Crédit photo @svetikd - istockphoto.com
Si l’on a choisi le métier de vétérinaire ou celui d’ASV afin de pouvoir soigner les animaux et assurer leur bien-être, la mort de nos patients fait pourtant partie intégrante de notre quotidien. Et derrière chaque décès de chien, de chat, de cheval ou de tout autre animal, qu’il soit à poils, à plumes ou à écailles, se trouvent des humains qui perdent un compagnon de vie.
Notons d’ailleurs à ce sujet que 82 % des propriétaires d’animaux de compagnie déclarent qu’ils considèrent leur animal comme un membre à part entière de leur famille [1]. Rien d’étonnant alors d’apprendre que pour 90 % d’entre eux, la perte de cet animal est aussi dure à vivre que celle d’un proche… Mais ce véritable deuil animalier trouve-t-il sa place dans notre société ? Est-il respecté et accompagné à sa juste valeur ?
Et alors que 69 % des propriétaires d’animaux vont spontanément se tourner vers leur vétérinaire [2] et son équipe dans ces moments difficiles, notamment concernant le choix des obsèques, avons-nous réellement conscience des enjeux et de l’impact possible de nos actes et de nos paroles ? Comprendre ce qu’est le deuil pour pouvoir mieux l’accompagner afin de permettre à nos clients de mieux vivre ces instants délicats semble alors indispensable.
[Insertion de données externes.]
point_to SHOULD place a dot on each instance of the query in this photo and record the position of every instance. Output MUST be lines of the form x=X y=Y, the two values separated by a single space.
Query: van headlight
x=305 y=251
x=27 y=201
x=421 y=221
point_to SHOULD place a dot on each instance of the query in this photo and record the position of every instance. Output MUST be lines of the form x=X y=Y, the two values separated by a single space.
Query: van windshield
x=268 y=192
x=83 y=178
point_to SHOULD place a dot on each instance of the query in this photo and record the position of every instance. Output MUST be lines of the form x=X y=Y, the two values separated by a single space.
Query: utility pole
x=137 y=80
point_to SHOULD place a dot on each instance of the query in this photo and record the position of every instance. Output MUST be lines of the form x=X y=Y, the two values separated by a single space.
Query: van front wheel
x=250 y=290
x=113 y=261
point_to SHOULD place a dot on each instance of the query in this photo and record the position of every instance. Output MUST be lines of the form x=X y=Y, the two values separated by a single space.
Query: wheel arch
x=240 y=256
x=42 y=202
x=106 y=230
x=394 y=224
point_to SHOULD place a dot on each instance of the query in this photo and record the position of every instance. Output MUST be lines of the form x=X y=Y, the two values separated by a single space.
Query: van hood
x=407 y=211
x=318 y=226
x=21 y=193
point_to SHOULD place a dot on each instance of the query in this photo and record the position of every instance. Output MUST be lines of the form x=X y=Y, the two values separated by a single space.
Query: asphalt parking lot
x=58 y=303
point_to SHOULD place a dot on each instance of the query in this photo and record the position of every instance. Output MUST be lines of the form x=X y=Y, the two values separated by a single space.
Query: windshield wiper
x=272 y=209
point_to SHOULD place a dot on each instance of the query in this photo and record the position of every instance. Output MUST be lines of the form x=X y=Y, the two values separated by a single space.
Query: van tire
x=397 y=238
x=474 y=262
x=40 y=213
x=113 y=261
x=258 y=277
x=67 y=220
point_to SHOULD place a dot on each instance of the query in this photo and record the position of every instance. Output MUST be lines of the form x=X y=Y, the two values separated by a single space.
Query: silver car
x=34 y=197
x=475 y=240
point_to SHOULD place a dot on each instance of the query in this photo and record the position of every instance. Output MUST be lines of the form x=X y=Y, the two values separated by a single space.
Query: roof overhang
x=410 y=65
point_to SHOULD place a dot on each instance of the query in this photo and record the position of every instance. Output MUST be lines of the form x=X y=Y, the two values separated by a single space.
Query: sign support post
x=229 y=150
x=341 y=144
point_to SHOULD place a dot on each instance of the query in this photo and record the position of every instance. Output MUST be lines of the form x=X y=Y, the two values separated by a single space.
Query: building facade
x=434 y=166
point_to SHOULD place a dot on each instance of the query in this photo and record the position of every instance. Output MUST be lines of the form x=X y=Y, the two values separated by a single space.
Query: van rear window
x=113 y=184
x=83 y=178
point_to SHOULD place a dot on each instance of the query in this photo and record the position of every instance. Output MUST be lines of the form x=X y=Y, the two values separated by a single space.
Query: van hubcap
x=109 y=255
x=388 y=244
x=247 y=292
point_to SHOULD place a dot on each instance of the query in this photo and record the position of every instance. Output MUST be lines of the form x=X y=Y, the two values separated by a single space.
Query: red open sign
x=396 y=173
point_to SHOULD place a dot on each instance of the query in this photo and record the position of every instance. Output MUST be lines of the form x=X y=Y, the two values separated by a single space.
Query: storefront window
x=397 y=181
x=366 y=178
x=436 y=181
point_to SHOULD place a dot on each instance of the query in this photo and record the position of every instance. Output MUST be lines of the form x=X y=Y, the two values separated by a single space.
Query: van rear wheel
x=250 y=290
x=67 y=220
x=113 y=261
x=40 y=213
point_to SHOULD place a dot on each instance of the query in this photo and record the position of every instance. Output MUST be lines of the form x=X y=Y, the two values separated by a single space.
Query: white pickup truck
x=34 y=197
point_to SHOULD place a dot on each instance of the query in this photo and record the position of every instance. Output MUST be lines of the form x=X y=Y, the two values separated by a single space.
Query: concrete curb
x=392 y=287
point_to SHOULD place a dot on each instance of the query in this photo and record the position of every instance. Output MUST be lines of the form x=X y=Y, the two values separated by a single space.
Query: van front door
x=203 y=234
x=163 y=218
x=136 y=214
Mais au fond, que savons-nous du deuil ? Et comment faire pour soulager au mieux les humains qui se cachent derrière nos patients ?

Cet article a été écrit en collaboration avec :

 

Le deuil animalier : un deuil comme les autres !
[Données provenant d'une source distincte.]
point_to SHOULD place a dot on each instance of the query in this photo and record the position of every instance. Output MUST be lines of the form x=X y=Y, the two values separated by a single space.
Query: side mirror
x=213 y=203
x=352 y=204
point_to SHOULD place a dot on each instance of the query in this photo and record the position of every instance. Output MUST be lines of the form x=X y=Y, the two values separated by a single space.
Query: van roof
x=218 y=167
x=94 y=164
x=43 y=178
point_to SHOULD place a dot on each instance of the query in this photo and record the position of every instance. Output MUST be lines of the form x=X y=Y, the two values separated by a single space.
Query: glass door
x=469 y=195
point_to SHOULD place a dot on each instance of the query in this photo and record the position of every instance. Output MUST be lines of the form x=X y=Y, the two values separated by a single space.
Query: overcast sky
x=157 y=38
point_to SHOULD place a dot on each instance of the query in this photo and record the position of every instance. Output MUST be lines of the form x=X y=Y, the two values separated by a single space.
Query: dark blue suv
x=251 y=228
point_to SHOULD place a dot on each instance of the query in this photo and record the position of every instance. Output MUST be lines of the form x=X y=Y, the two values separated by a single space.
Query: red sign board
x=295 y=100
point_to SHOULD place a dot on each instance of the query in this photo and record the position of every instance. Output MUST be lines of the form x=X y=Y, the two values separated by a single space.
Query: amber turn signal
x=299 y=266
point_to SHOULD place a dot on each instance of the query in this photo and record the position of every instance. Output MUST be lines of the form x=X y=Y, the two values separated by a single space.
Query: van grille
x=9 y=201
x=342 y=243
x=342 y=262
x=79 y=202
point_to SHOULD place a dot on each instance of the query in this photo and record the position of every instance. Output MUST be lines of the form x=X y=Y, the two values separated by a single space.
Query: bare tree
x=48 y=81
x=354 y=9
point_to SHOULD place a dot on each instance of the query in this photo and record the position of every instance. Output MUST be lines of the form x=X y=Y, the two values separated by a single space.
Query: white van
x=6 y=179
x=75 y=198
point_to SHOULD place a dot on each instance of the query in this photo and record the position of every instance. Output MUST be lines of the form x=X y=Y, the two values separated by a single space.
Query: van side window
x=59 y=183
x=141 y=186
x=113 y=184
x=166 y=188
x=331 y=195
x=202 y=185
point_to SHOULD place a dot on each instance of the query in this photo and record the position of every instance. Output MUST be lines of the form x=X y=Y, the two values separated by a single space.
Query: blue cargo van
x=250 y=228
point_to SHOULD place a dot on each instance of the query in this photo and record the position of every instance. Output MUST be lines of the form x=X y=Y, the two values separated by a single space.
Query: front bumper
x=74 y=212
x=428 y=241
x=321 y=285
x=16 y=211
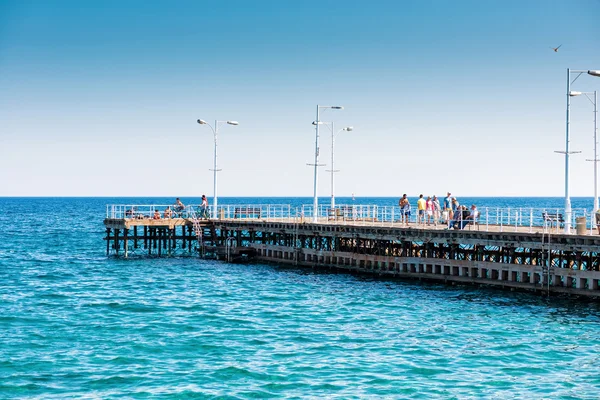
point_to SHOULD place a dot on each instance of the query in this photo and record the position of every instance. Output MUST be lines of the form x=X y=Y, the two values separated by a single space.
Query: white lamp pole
x=316 y=164
x=595 y=159
x=568 y=210
x=215 y=169
x=333 y=170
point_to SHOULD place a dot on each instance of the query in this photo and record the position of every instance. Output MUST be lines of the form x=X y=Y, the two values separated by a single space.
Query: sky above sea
x=101 y=98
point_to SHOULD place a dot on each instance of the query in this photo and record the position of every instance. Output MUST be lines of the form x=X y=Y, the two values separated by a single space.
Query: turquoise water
x=74 y=323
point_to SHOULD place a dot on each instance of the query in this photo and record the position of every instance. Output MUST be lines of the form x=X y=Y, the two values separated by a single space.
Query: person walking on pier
x=429 y=209
x=448 y=208
x=421 y=206
x=204 y=207
x=436 y=210
x=178 y=207
x=404 y=209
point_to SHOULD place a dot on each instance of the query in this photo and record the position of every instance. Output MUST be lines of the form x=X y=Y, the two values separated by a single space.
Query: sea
x=75 y=323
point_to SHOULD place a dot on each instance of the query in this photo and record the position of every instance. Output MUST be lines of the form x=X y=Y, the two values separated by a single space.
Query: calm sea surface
x=74 y=323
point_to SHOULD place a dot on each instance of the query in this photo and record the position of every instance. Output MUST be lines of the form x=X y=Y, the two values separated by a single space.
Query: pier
x=503 y=248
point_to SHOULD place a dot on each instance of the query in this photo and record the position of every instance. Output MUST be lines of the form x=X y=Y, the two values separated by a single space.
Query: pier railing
x=503 y=219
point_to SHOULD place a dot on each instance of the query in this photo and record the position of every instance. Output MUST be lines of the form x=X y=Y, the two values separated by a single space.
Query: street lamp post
x=568 y=210
x=215 y=170
x=333 y=170
x=595 y=159
x=316 y=164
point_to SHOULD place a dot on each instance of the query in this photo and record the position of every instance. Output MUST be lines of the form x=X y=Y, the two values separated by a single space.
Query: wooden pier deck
x=518 y=257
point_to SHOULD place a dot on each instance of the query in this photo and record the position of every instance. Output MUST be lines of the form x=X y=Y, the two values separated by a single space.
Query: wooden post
x=145 y=237
x=107 y=241
x=117 y=242
x=126 y=242
x=170 y=239
x=158 y=235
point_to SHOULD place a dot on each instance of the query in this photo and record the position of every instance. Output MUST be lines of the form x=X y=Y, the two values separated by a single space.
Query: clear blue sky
x=101 y=97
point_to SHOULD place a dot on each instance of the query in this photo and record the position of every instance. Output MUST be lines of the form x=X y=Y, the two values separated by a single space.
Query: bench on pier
x=551 y=219
x=343 y=213
x=246 y=212
x=335 y=214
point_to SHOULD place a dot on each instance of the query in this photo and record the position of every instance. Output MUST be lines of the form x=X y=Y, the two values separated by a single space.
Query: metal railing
x=502 y=219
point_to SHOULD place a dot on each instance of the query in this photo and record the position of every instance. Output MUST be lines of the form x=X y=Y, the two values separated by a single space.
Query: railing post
x=487 y=219
x=530 y=220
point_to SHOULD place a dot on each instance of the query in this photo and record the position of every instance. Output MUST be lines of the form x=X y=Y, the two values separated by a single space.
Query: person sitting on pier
x=404 y=209
x=471 y=217
x=130 y=213
x=457 y=218
x=179 y=206
x=204 y=207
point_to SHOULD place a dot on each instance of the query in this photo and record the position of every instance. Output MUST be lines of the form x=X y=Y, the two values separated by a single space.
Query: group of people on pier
x=176 y=211
x=430 y=211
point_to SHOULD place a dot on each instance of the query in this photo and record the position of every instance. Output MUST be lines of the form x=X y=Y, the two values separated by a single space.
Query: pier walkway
x=517 y=248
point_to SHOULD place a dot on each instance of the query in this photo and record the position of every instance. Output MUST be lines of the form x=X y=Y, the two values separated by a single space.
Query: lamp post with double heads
x=333 y=170
x=316 y=164
x=215 y=130
x=595 y=159
x=568 y=210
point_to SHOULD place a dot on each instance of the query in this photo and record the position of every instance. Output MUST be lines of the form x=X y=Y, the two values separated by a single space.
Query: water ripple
x=76 y=324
Si 9 Français sur 10 ont déjà été confrontés à la perte d’un animal [2], nul doute que bon nombre de vétérinaires et d’ASV ont eux-mêmes vécu un jour cette douloureuse expérience. Et si chacun traverse finalement son deuil à sa façon, avec ses propres besoins et à son rythme, le deuil reste pour tous un processus évolutif qui permet à terme à l’individu qui a perdu un être cher, comme son animal de compagnie, de reconstruire son univers affectif [1].

Le deuil est donc un processus, un cheminement. Le comprendre permet de mieux y faire face mais aussi de pouvoir aider d’autres que soi à le surmonter. Il se divise en cinq grandes étapes. Chacune d’elles étant associée à des émotions particulières.
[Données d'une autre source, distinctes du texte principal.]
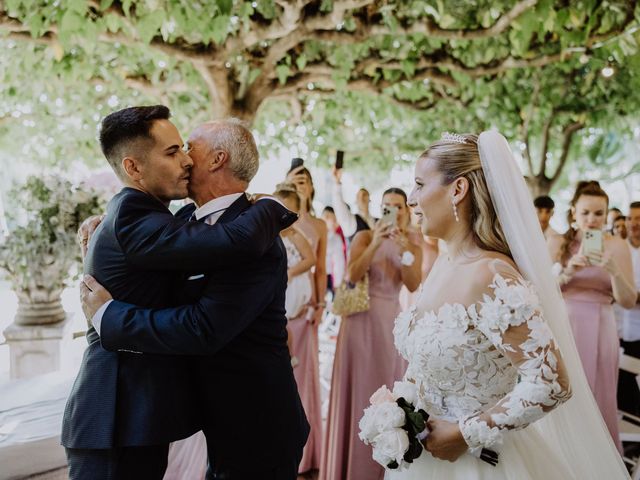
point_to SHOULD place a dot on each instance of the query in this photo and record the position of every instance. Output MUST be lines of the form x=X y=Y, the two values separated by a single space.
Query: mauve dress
x=187 y=459
x=589 y=298
x=365 y=359
x=307 y=372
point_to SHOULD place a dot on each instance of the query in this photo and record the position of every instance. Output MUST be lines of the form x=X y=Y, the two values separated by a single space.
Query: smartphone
x=296 y=162
x=593 y=242
x=390 y=215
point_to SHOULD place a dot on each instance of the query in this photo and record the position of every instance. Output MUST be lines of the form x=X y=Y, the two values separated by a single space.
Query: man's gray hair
x=234 y=137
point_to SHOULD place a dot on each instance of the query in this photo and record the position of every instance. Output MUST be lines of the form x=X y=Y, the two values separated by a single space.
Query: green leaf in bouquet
x=414 y=451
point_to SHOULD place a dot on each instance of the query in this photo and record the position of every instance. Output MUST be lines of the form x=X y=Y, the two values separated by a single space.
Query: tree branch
x=546 y=130
x=431 y=29
x=568 y=133
x=527 y=123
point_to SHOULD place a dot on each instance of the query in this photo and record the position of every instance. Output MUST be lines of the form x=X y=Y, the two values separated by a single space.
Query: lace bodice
x=491 y=366
x=293 y=255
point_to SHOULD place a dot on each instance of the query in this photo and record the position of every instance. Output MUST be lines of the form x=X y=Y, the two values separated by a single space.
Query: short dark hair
x=119 y=129
x=544 y=201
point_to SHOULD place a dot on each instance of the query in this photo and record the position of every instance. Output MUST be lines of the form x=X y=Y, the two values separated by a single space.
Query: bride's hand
x=445 y=441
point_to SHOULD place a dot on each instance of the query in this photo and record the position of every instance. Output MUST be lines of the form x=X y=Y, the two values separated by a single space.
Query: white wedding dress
x=492 y=367
x=488 y=358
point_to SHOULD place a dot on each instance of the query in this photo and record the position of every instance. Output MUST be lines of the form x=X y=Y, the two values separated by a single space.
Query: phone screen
x=592 y=242
x=390 y=215
x=296 y=162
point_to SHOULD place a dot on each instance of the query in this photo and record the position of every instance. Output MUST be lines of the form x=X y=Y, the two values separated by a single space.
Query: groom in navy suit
x=234 y=319
x=125 y=407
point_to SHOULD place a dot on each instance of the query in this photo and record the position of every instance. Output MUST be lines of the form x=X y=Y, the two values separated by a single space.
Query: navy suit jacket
x=132 y=399
x=244 y=380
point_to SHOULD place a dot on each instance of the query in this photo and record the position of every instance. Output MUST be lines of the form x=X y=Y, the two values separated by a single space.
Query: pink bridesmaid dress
x=589 y=298
x=187 y=459
x=307 y=372
x=365 y=359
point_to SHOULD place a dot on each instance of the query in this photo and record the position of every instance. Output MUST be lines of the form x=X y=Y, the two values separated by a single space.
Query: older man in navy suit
x=125 y=407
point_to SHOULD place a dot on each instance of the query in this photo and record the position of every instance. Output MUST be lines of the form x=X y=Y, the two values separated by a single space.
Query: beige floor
x=61 y=474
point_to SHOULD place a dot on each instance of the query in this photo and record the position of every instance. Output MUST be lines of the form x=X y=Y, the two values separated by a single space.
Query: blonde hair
x=455 y=159
x=585 y=187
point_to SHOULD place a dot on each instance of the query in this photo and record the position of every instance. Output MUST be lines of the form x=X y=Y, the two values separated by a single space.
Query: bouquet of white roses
x=395 y=429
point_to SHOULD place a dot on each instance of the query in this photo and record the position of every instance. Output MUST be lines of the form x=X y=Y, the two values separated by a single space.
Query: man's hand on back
x=86 y=230
x=93 y=296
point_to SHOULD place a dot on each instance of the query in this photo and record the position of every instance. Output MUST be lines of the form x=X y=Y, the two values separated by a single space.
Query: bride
x=488 y=342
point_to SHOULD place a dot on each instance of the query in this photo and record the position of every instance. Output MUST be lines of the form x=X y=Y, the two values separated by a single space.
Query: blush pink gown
x=365 y=359
x=187 y=459
x=589 y=298
x=307 y=372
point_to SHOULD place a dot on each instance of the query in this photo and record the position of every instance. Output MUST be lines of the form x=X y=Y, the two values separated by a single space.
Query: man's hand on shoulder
x=86 y=231
x=92 y=296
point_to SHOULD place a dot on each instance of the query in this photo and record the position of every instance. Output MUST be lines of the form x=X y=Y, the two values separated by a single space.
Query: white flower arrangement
x=40 y=251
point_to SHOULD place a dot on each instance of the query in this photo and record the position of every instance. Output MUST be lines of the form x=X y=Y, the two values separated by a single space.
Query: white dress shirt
x=629 y=319
x=211 y=212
  • Le déni, qui est un rejet de la situation. Ce passage est d’autant plus présent que le décès a été « brutal ». En cas d’accident ou de maladie aiguë, par exemple. Cependant, pour les propriétaires qui ont pu être préparés en amont, notamment lorsque l’animal est âgé ou atteint d’une maladie chronique, cette étape peut être brève.
  • La détresse, moment de révolte, de colère. Cette dernière peut d’ailleurs être dirigée ou redirigée vers l’équipe soignante qui est en première ligne lors de la perte d’un animal et ce, même si cette équipe a accompagné de façon optimale l’animal et son propriétaire tout au long du processus. Elle correspond à une véritable perte de repères pour la personne en deuil.
  • La dépression, est un état de tristesse intense, de désespoir et éventuellement de culpabilité. C’est la phase la plus sombre du deuil.
  • Le détachement, étape de reconstruction durant laquelle apparaissent de nouveaux repères, associés à une nostalgie du passé. C’est le début de la guérison.
  • La délivrance, l’acceptation, moment où le changement est avéré et où le retour à la « vie normale » peut s’opérer.

Mais nous l’avons dit, même si les étapes du deuil sont constantes, tous ne le vivent pas toujours de façon identique et à vitesse constante. En effet, il est possible de définir quatre types de deuil [1] :

  • Le deuil anticipé : le propriétaire s’attend à une éventuelle perte, il est informé et peut se « préparer » à la fin de vie de son compagnon. La phase de déni est alors généralement de courte durée.
  • Le deuil normal, où les cinq étapes sont traversées avec une intensité et un rythme considérés comme « normaux ».
  • Le deuil compliqué, durant lequel un retard de passage d’une phase à l’autre est observé conduisant à un allongement significatif de sa durée totale. Le retour à la « vie normale » est alors beaucoup plus lent.
  • Le deuil pathologique, durant lequel la phase de dépression s’installe sur une longue durée, le propriétaire restant alors coincé à cette étape.

Soutenir une personne endeuillée

Pour surmonter un deuil, il faut déjà accepter qu’il est normal de souffrir. Évident, me direz-vous ? Et pourtant. Le deuil animalier, s’il n’est aujourd’hui plus véritablement tabou, reste tout de même délicat à assumer en société. Selon l’étude de 2022 sur « Les Français et la fin de vie de leur animal de compagnie » [2], seulement 50 % des répondants déclarent que leur douleur est reconnue dans l’entourage de la sphère privée, et ils sont 59 % a estimé que ce sujet est encore sensible dans la sphère professionnelle. Et d’ailleurs, au sein mêmes des structures vétérinaires, au moment de dire au revoir à leurs compagnons, combien sont-ils encore à retenir leurs larmes ou à préférer « ne pas rester pour la piqure » afin d’éviter d’exposer leur tristesse, parfois vécue comme une faiblesse ? Pleurer la perte de son animal est normal et il peut être bon de mettre à l’aise nos clients à ce sujet. Aucune honte, aucun jugement, nous sommes humains et accepter d’être triste est nécessaire pour pouvoir faire son deuil.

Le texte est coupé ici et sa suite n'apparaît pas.